Изменить размер шрифта - +
Надежда Ивановна спрятала письмо и отправилась в кабинет Кангарова.

Он стоял неподвижно у дивана под стенной лампой. Вид его, особенно эта неподвижная поза, опущенные глаза поразили ее. «Краше в гроб кладут! – подумала она с искренним состраданием, зная, что он сходит с ума по ней. – Но что же я могу сделать? Чем я виновата?..» «А? Что? Кого?» – спросил Кангаров, взглянув в сторону двери воспаленными глазами. При всей кротости трудно было воздержаться от ответа: «Не кого, а я пришла узнать, нужна ли я вам?» Однако Надя почувствовала, что именно теперь так говорить неудобно: их странные отношения кончились, и подобный тон недопустим – впредь он начальство, она подчиненная, только и всего. Она ничего не ответила. Он вздрогнул, точно лишь теперь ее заметил.

– Что за манера исчезать? – сказал он хриплым голосом и сел в кресло. – Садись, пчелка. Я тебя не отпускал, смотрю: тебя уже нет.

– Вас позвали к телефону, я думала, может быть, секретный разговор, – ответила она самым мягким своим тоном. – Я вам принесла записку: вот, копию кладу отдельно.

– Спасибо… Да, так что же это? Есть что-нибудь интересное? Какие-нибудь новости? – спросил Кангаров. Он с некоторых пор стал говорить отрывисто, как актеры, играющие Наполеона в «Мадам Сан-Жен», и это понемногу перешло у него в привычку. – От кого письмо, если, конечно, не секрет?

– Не секрет. От Евгения Голубовского, – ответила Надежда Ивановна, начиная раздражаться. Ее запаса кротости хватило ненадолго. «Да, он больной человек, и надо его беречь. Но разве меня, мою репутацию он берег? А «как таковую» он берег?» Надя сама удивилась, что неожиданно взяла под свою защиту Елену Васильевну. – Это тот, о котором я вам говорила: молодой писатель. – Она вдруг почувствовала, что расскажет все.

– Ах, писатель? Никогда не слышал о таком писателе. Есть какие-нибудь интересные сообщения?

– Ничего особенного. Кое-что интересное есть… Для меня, по крайней мере. Пустяки, разумеется. Я недавно, от нечего делать («как глупо! от нечего делать!»), написала один рассказ и послала его в… (она назвала журнал). Им понравилось, приняли.

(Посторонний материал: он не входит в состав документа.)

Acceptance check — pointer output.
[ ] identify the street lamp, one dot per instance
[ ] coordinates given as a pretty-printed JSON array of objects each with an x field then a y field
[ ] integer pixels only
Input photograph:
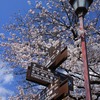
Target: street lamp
[{"x": 81, "y": 8}]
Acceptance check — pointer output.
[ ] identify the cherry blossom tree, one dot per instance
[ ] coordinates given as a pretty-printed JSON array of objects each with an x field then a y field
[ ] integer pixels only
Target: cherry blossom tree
[{"x": 46, "y": 24}]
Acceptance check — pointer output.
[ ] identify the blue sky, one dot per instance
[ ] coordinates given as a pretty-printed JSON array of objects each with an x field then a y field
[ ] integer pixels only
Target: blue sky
[{"x": 7, "y": 9}]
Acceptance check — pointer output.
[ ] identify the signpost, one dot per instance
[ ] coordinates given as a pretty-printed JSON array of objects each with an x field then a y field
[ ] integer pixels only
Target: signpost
[
  {"x": 56, "y": 60},
  {"x": 39, "y": 74},
  {"x": 55, "y": 91},
  {"x": 58, "y": 85}
]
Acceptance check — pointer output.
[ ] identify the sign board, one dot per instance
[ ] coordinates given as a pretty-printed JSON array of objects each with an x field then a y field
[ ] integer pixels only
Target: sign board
[
  {"x": 40, "y": 74},
  {"x": 56, "y": 60},
  {"x": 65, "y": 78},
  {"x": 54, "y": 91}
]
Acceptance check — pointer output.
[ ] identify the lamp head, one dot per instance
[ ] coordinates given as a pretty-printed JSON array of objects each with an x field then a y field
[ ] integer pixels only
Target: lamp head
[{"x": 80, "y": 6}]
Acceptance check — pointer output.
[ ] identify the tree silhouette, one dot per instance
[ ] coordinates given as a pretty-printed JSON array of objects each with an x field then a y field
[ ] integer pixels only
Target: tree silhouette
[{"x": 48, "y": 23}]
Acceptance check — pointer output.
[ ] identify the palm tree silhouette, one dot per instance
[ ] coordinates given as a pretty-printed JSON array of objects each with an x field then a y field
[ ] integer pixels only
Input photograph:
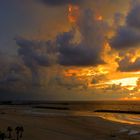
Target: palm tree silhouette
[
  {"x": 9, "y": 129},
  {"x": 21, "y": 131},
  {"x": 17, "y": 129},
  {"x": 2, "y": 136}
]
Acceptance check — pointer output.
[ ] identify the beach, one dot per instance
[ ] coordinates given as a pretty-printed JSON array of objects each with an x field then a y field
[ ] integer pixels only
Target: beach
[{"x": 63, "y": 126}]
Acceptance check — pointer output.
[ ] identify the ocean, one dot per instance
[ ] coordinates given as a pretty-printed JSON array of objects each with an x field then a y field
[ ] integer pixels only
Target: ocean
[{"x": 118, "y": 111}]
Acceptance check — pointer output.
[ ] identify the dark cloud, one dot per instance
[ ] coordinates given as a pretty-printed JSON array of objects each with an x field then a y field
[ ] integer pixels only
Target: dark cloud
[
  {"x": 72, "y": 54},
  {"x": 88, "y": 50},
  {"x": 128, "y": 36},
  {"x": 34, "y": 55},
  {"x": 61, "y": 2},
  {"x": 99, "y": 78},
  {"x": 133, "y": 18},
  {"x": 126, "y": 65},
  {"x": 125, "y": 38}
]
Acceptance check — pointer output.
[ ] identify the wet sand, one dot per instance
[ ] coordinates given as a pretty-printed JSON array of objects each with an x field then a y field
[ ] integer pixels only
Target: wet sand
[{"x": 38, "y": 127}]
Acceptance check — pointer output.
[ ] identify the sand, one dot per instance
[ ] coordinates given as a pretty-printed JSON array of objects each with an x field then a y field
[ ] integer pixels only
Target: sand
[{"x": 38, "y": 127}]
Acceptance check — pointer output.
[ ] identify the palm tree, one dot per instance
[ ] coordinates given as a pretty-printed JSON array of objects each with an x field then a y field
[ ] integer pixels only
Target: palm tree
[
  {"x": 17, "y": 129},
  {"x": 9, "y": 129},
  {"x": 21, "y": 131},
  {"x": 2, "y": 136}
]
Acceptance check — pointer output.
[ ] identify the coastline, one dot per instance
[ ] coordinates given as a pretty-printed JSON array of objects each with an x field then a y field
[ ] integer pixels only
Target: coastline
[{"x": 38, "y": 127}]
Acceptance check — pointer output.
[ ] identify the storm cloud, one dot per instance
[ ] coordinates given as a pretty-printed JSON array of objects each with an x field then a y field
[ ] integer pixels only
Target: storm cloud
[
  {"x": 88, "y": 50},
  {"x": 126, "y": 65},
  {"x": 34, "y": 55},
  {"x": 128, "y": 36},
  {"x": 61, "y": 2}
]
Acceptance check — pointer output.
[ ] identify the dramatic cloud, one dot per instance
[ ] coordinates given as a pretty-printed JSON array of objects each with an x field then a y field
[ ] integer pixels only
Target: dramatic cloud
[
  {"x": 125, "y": 38},
  {"x": 133, "y": 18},
  {"x": 61, "y": 2},
  {"x": 126, "y": 65},
  {"x": 128, "y": 36},
  {"x": 88, "y": 50},
  {"x": 34, "y": 55}
]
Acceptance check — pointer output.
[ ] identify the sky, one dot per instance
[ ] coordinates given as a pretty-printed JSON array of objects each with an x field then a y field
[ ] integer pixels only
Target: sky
[{"x": 70, "y": 50}]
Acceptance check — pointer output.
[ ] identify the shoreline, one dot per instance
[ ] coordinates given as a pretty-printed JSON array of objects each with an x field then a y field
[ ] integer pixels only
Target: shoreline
[{"x": 67, "y": 127}]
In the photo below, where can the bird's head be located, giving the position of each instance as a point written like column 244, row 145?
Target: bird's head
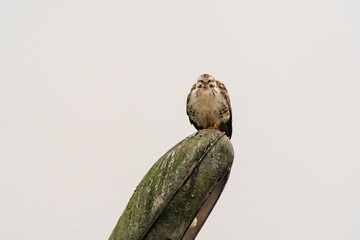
column 205, row 81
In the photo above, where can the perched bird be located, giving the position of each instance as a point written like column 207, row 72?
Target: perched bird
column 208, row 105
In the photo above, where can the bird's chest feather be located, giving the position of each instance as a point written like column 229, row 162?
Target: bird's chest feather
column 207, row 101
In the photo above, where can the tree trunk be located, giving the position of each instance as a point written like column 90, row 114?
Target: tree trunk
column 183, row 184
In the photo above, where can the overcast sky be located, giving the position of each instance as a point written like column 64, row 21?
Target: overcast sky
column 92, row 93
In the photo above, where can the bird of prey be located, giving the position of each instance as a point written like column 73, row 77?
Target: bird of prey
column 208, row 105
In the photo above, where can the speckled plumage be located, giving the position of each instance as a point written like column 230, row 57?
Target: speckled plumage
column 208, row 105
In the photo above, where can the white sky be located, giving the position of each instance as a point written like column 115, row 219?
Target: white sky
column 92, row 93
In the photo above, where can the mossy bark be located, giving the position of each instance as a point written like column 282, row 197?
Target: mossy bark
column 183, row 184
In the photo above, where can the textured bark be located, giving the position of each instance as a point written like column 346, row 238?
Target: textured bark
column 183, row 184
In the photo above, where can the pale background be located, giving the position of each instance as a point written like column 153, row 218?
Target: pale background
column 92, row 93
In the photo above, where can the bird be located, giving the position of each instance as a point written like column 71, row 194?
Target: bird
column 208, row 105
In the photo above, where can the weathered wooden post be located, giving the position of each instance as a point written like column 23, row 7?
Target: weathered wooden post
column 183, row 184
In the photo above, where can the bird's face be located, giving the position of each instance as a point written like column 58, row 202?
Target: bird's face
column 206, row 81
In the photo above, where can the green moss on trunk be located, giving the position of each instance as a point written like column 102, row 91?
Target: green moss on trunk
column 183, row 184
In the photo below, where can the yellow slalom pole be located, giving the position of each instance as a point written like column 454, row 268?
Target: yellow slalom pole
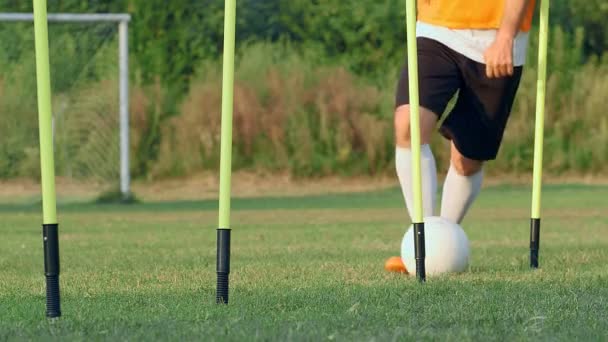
column 50, row 227
column 223, row 231
column 412, row 59
column 539, row 133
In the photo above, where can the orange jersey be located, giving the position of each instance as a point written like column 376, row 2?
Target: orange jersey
column 469, row 14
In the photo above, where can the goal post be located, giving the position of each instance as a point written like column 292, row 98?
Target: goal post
column 122, row 20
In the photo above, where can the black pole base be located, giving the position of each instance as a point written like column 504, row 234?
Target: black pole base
column 50, row 238
column 223, row 266
column 53, row 301
column 420, row 251
column 534, row 242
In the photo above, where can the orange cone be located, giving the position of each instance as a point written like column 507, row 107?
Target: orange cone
column 395, row 264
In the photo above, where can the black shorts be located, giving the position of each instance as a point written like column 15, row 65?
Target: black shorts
column 477, row 122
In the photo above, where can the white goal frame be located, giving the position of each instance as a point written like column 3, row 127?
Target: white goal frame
column 122, row 19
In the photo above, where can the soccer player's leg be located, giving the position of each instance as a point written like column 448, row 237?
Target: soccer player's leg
column 439, row 79
column 476, row 127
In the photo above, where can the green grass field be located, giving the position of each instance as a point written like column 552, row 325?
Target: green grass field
column 310, row 269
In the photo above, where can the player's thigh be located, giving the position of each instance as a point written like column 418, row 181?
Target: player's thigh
column 438, row 80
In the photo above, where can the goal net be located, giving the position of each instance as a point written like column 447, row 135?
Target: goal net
column 84, row 59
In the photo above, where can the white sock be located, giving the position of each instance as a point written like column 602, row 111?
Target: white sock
column 459, row 192
column 403, row 164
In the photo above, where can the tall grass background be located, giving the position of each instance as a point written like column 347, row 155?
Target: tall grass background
column 295, row 111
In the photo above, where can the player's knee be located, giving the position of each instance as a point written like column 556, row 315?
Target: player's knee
column 402, row 126
column 465, row 166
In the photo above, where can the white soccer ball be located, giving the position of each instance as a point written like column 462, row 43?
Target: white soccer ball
column 446, row 245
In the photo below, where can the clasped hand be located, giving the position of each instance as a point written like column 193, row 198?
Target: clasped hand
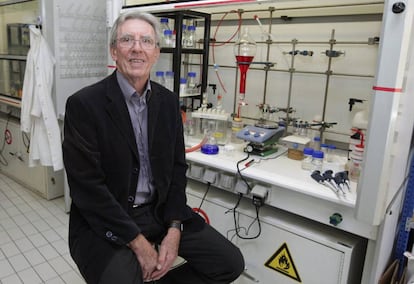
column 155, row 264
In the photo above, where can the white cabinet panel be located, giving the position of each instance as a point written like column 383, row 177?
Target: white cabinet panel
column 296, row 250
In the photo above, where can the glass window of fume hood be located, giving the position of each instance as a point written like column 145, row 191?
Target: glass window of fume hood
column 15, row 43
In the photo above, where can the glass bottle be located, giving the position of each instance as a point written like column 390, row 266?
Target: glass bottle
column 169, row 80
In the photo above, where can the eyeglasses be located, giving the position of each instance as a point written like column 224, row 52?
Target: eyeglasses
column 129, row 41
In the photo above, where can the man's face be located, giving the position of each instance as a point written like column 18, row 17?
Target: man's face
column 133, row 54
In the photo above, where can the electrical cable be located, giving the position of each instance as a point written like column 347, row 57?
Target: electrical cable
column 3, row 160
column 235, row 218
column 26, row 141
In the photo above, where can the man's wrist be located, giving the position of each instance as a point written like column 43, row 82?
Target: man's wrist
column 177, row 225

Скоро будет напечатан.

Кангаров смотрел на нее выпученными глазами. Он смутно почувствовал недоброе.

– Что ты говоришь?

– То, что вы слышите («опять неподобающий тон»).

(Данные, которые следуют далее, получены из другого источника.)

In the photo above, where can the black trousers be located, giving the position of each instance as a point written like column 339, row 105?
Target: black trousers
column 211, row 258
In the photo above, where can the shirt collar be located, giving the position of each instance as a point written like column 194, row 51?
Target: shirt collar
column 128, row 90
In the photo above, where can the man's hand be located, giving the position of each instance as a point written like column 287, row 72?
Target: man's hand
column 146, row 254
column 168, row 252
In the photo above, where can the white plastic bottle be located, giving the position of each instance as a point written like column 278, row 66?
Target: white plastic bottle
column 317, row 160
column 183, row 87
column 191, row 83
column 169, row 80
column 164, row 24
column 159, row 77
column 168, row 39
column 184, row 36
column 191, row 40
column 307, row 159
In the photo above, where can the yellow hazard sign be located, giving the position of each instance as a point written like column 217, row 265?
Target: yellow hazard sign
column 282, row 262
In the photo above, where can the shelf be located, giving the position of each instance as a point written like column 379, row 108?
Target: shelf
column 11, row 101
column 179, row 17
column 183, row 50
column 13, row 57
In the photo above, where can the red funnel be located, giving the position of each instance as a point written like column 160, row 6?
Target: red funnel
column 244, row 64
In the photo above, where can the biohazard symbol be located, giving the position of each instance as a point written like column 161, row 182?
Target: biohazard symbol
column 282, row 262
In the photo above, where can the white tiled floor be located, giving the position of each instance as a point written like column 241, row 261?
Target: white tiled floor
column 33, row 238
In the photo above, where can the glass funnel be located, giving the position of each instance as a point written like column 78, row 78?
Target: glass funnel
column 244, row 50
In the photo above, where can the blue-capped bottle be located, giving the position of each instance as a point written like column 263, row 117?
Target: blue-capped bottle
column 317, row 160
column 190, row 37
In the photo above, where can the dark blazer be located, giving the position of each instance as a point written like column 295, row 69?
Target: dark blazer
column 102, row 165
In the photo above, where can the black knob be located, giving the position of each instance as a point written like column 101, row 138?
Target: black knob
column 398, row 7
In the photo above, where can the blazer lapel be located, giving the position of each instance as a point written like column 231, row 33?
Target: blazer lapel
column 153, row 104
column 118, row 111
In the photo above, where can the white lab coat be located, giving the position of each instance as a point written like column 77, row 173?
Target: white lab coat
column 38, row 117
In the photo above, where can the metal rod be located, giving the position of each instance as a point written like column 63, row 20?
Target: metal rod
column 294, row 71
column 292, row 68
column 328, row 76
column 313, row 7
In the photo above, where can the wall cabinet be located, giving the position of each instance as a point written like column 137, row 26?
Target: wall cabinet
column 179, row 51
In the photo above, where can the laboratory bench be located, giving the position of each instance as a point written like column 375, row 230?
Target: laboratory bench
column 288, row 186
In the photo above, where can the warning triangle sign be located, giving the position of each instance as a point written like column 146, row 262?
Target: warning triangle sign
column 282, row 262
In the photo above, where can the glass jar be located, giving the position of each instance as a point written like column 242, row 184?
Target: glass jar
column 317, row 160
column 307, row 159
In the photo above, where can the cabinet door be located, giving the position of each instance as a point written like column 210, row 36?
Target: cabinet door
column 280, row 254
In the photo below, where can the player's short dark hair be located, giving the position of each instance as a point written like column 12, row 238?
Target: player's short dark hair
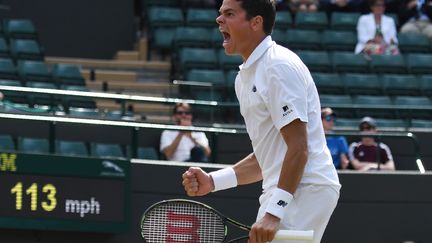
column 264, row 8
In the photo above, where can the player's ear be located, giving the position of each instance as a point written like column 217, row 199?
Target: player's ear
column 257, row 22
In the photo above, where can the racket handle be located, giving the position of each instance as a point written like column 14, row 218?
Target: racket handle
column 294, row 235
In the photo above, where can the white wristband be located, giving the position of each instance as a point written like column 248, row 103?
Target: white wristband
column 224, row 179
column 278, row 202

– Ты написала рассказ? Какой рассказ?

– Бытовой, но с символикой. Когда выйдет, вы, надеюсь, прочтете.

– Пташка! Она писательница!.. Смотрите на нее! Но отчего же ты мне не показала? Даже не сказала!

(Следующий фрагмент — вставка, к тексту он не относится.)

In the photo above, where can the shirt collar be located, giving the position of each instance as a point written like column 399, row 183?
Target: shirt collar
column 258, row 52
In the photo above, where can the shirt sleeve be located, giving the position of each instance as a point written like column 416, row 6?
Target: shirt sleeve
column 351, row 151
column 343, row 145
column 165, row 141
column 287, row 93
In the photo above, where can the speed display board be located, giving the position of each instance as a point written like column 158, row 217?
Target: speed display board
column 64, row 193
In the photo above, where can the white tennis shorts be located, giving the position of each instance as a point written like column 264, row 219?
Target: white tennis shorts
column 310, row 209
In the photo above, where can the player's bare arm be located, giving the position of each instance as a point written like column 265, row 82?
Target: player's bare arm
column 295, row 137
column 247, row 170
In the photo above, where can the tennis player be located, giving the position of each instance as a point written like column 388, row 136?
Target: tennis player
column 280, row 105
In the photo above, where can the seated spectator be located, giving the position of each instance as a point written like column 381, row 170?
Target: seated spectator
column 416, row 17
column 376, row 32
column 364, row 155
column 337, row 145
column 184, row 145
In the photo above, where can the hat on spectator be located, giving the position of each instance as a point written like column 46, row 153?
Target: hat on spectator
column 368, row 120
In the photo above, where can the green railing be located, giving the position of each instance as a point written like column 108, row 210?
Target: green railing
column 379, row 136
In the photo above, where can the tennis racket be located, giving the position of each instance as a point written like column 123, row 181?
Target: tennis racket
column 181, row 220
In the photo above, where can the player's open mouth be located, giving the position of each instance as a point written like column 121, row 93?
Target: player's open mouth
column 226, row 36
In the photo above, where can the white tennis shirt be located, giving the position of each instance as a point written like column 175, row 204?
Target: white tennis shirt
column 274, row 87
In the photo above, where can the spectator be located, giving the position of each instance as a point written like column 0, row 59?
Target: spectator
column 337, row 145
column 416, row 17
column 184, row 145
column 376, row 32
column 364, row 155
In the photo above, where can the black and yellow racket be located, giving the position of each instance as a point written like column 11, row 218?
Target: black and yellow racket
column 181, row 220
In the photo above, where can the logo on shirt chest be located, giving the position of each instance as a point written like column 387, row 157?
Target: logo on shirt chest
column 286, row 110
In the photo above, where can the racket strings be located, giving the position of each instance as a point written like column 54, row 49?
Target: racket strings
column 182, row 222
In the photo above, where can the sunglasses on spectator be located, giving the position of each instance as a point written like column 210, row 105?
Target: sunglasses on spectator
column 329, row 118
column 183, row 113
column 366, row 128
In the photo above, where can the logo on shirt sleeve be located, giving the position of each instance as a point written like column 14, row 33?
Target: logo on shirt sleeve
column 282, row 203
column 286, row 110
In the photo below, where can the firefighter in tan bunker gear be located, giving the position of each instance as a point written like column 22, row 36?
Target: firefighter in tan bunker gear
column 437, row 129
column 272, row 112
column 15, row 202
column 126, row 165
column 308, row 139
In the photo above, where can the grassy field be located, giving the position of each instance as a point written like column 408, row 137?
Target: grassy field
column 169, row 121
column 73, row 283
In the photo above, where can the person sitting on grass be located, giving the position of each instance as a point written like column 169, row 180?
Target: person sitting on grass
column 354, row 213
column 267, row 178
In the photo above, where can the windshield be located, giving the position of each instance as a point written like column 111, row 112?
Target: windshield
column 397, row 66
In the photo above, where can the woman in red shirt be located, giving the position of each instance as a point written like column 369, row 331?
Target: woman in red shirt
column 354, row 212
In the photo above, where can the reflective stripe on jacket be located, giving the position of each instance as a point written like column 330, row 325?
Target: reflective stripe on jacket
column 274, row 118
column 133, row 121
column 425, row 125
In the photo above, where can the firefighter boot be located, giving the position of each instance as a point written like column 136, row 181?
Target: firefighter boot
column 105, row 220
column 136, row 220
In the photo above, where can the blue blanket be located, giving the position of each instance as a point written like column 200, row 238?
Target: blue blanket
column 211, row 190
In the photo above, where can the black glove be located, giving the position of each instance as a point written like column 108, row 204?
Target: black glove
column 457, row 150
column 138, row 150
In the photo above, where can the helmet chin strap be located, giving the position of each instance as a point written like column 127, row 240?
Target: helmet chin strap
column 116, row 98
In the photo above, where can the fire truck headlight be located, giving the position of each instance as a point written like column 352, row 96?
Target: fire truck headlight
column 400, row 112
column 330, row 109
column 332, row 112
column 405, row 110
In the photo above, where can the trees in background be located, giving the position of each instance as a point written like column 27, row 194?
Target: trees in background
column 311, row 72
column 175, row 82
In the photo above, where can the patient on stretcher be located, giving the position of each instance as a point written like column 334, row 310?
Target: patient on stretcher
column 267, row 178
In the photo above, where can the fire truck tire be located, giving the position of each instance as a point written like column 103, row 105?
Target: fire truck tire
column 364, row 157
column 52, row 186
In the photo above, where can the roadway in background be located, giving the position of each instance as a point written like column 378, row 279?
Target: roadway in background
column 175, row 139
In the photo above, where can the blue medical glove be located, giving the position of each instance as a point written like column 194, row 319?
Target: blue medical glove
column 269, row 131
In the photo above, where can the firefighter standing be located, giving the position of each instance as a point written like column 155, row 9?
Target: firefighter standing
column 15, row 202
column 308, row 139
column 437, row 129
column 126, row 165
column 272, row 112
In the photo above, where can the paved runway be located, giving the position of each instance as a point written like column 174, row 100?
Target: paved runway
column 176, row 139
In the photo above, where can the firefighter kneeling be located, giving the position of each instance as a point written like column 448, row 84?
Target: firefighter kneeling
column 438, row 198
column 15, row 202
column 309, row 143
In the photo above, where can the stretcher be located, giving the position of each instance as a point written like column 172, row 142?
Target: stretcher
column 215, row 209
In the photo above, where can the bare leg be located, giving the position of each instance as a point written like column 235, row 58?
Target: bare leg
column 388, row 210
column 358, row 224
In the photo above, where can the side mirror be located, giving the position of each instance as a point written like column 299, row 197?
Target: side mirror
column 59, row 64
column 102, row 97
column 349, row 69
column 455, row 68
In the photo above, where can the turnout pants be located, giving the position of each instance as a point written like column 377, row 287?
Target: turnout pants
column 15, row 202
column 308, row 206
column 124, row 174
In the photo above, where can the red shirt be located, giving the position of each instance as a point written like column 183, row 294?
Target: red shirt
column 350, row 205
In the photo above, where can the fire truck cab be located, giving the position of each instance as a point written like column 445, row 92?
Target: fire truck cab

– Это не такое большое событие. Я и теперь только вам говорю и прошу никому не рассказывать. Ну, там Елене Васильевне, Эдуарду Степановичу можете сообщить, конечно, – небрежно сказала Надя. Кангаров смотрел на нее с изумлением. Он еще не знал, как именно это обернется в худую сторону, но чувствовал, что обернется. Тем не менее это был повод поцеловаться.

– Пташка, милая, поздравляю. Если так, то позволь…

– Отстаньте! – сердито сказала Надя, отталкивая его. – Оставьте. Вообще я должна очень серьезно с вами поговорить. Я решительно прошу вас бросить все это.

– Что «все это»? Что бросить? Дурочка!

– Там дурочка или нет, но я решительно должна вам сказать, что тут полное недоразумение. Я все думала, что вы шутите. Но если я ошибалась, то категорически вам заявляю, что никогда не буду вашей женой. И с Еленой Васильевной не советую вам разводиться. Но это не мое дело, извините меня… А я вообще твердо решила уехать в Москву и это тоже давно хочу вам сказать.